Yew Tree Farm

Ancestry, the genealogy website, is offering free access during this Easter “break” and I put that in inverted commas as it seems just like any other day. Anyhow, I thought I would do a bit of research on the history of a property rather than my family history. I found that it’s not that easy.

Yew Tree Farm

Trawling my photo archive, I found this ruin that I came across in May 2015 during some downtime during a children’s residential weekend. It’s at Hury in Baldersdale, just west of Barnard Castle and south Middleton-in-Teesdale.

I remember talking to the farmer who said this was an old coaching inn on the packhorse route from Barnard Castle to Brough. I guessed at the time that the pitch of the gable would indicate that the roof was thatched, presumably with heather.

The first stop was the old O.S. maps. The building is clearly marked on the 1854 edition but on the 1912 it is named as ‘Yew Tree’. Brilliant, would that be the name of the inn? Interestingly, the 1854 map does indicate an inn, ‘The Half Moon Inn’, but in Hury 400 yards away while on the 1912 it has become the ‘Hare and Hounds Inn’. In 2015, I recall seeing no pub in the hamlet.

The other thing I picked up fairly quickly was a FaceBook comment that the farm of Yew Tree was abandoned when the Hury Reservoir was completed in 1892.

So to Ancestry. I actually found it not easy to research the history of a particular property, but I only spent an hour or so on it so I may be missing a trick. I did find that in the 1911 Census, Yew Tree was occupied by John Bell, a farmer aged 35. Although he was listed as married there doesn’t appear to anyone else living with him.

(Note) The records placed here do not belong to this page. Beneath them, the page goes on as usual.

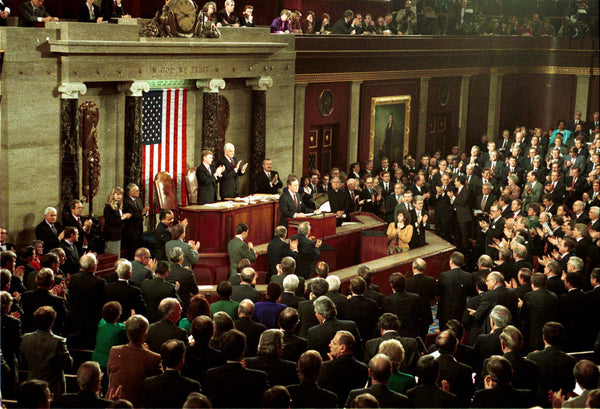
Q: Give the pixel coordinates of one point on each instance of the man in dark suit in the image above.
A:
(249, 383)
(360, 309)
(380, 370)
(229, 183)
(407, 306)
(169, 389)
(184, 276)
(163, 233)
(454, 287)
(249, 327)
(308, 251)
(321, 335)
(290, 202)
(129, 296)
(425, 287)
(246, 290)
(499, 392)
(267, 180)
(343, 372)
(208, 175)
(49, 230)
(278, 248)
(555, 366)
(156, 289)
(87, 298)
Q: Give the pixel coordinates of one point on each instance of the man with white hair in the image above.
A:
(129, 296)
(229, 183)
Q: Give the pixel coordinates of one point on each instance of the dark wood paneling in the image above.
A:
(371, 90)
(339, 118)
(479, 95)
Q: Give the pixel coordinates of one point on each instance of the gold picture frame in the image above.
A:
(389, 138)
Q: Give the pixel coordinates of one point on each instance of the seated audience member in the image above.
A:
(293, 345)
(308, 394)
(199, 356)
(428, 394)
(130, 364)
(498, 392)
(248, 326)
(266, 312)
(110, 332)
(89, 377)
(342, 373)
(268, 359)
(380, 370)
(226, 17)
(249, 384)
(169, 310)
(281, 24)
(225, 303)
(170, 388)
(45, 354)
(198, 306)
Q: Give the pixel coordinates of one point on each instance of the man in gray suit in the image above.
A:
(190, 249)
(238, 249)
(46, 354)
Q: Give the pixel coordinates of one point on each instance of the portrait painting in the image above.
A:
(390, 124)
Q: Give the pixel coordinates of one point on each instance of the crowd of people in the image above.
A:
(523, 211)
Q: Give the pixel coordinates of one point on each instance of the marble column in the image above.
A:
(422, 121)
(258, 125)
(210, 112)
(133, 149)
(463, 114)
(353, 122)
(494, 103)
(69, 161)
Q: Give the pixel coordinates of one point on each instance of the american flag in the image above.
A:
(164, 136)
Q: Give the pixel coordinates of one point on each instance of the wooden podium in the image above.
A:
(321, 225)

Perhaps he was an itinerant shepherd dossing down there for the lambing season, the date for the 1911 Census was after all 2nd April.

Yew Tree Farm

So it seems that the building wasn’t in fact fully abandoned when the reservoir was built in 1892. Indeed on the 8th January 1902, the Teesdale Mercury carried an advertisement for the letting of Yew Tree which they describe as a ‘Small farm‘ comprising ‘dwelling house, outbuildings, and 16 acres‘.

Google then came up with several genealogy websites, which I have made no attempt to corroborate.

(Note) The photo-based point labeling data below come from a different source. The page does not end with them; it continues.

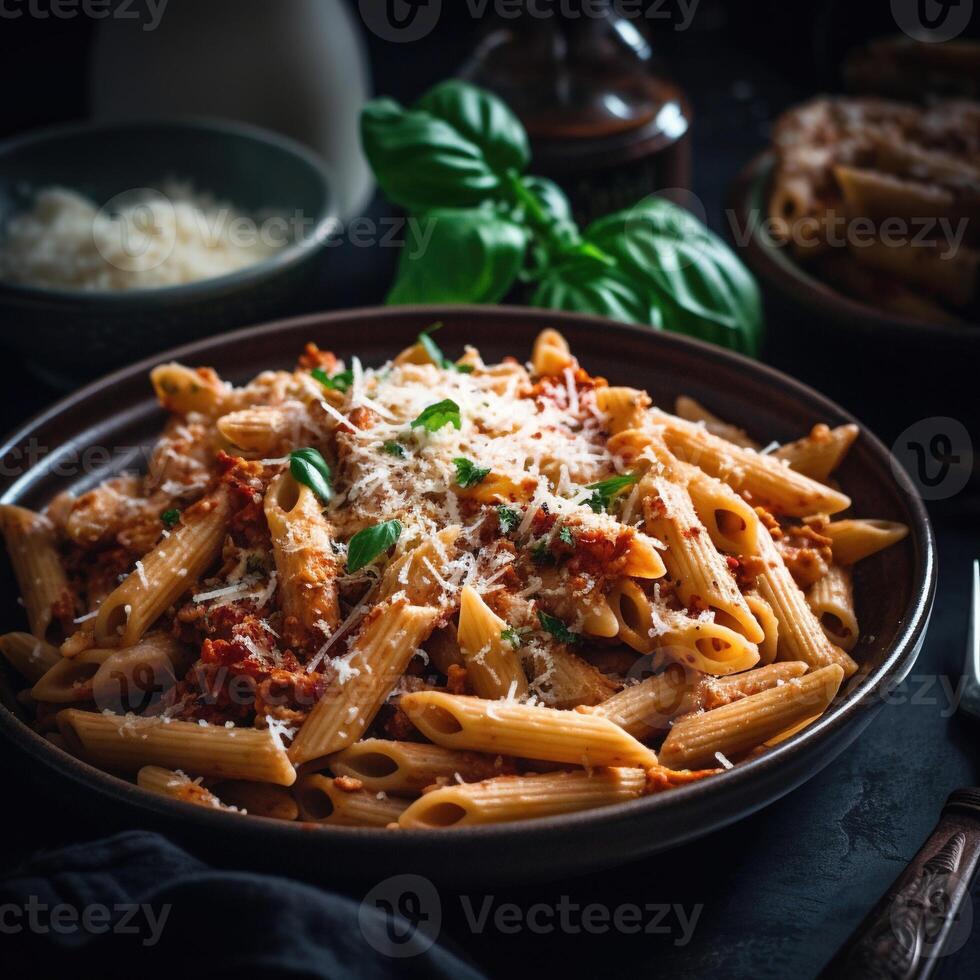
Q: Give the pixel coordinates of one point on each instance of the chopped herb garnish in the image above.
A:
(468, 474)
(540, 554)
(367, 544)
(606, 490)
(337, 382)
(515, 637)
(554, 626)
(310, 468)
(436, 416)
(436, 355)
(508, 518)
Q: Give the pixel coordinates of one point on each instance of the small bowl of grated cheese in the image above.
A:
(118, 239)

During the 1860s/70s, Thomas and Martha Kipling lived at Yew Tree with many children are listed as being born there:

Elizabeth 1863
James 1870
William 1873
Martha Ann 1875
Frederick 1877 (he died at just six months)

(See also here and here).

Another genealogy lists William Bayles Hauxwell as having been born at Yew Tree in 1896 (again after the building of the reservoir) to James and Elizabeth Hauxwell (although the same webpage also gives his birthplace as Sleetburn in Co. Durham). William was the father of Hannah Hauxwell, who became a ‘star’ in the ITV documentary ‘Too Long a Winter’ in the 1970s and who lived further up the valley.

So not a mystery today but an interesting diversion nevertheless during the lockdown.

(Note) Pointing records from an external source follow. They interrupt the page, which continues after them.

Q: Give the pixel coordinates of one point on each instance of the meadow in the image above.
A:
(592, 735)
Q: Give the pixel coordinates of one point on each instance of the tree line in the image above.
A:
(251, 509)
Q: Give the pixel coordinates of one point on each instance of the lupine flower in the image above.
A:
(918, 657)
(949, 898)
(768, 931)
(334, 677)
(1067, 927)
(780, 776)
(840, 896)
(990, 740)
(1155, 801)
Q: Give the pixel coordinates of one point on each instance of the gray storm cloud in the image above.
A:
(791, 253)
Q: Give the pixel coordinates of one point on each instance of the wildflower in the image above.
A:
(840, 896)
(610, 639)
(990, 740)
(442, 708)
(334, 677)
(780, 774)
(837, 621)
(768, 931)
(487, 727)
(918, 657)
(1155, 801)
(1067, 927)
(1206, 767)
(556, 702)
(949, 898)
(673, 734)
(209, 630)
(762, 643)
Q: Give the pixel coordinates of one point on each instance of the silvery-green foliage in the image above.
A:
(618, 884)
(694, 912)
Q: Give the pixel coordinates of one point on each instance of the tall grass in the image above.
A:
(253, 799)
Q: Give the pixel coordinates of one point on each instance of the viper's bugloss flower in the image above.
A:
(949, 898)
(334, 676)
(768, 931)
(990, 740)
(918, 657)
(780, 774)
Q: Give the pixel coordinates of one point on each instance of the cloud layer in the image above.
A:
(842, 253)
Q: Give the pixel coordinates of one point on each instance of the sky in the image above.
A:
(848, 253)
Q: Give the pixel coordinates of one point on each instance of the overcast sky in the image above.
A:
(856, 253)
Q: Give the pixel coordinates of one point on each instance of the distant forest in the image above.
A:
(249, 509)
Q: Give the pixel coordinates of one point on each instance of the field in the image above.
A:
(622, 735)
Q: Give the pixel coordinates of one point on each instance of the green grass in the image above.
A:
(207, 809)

6 Replies to “Yew Tree Farm”

  1. Ho interesting. My grandma was evacuated to Hury from Hartlepool with her mother and siblings during the 2nd world war. We thought they stayed in a building that used to be an inn, but this building would appear to be derelict before WW2?
    We were at Hury today but didn’t notice this building.

  2. It’s not accessible by road. You have to use the Public Footpath.

    It wouldn’t surprise me if it was still occupied in the 1940s. More research needed.

  3. My uncle John Bell of East Park, Bishop Auckland always said that his family came from Hury but moved after the reservoir was built. This wouldn’t be him but it could be his father who married into the Parr family.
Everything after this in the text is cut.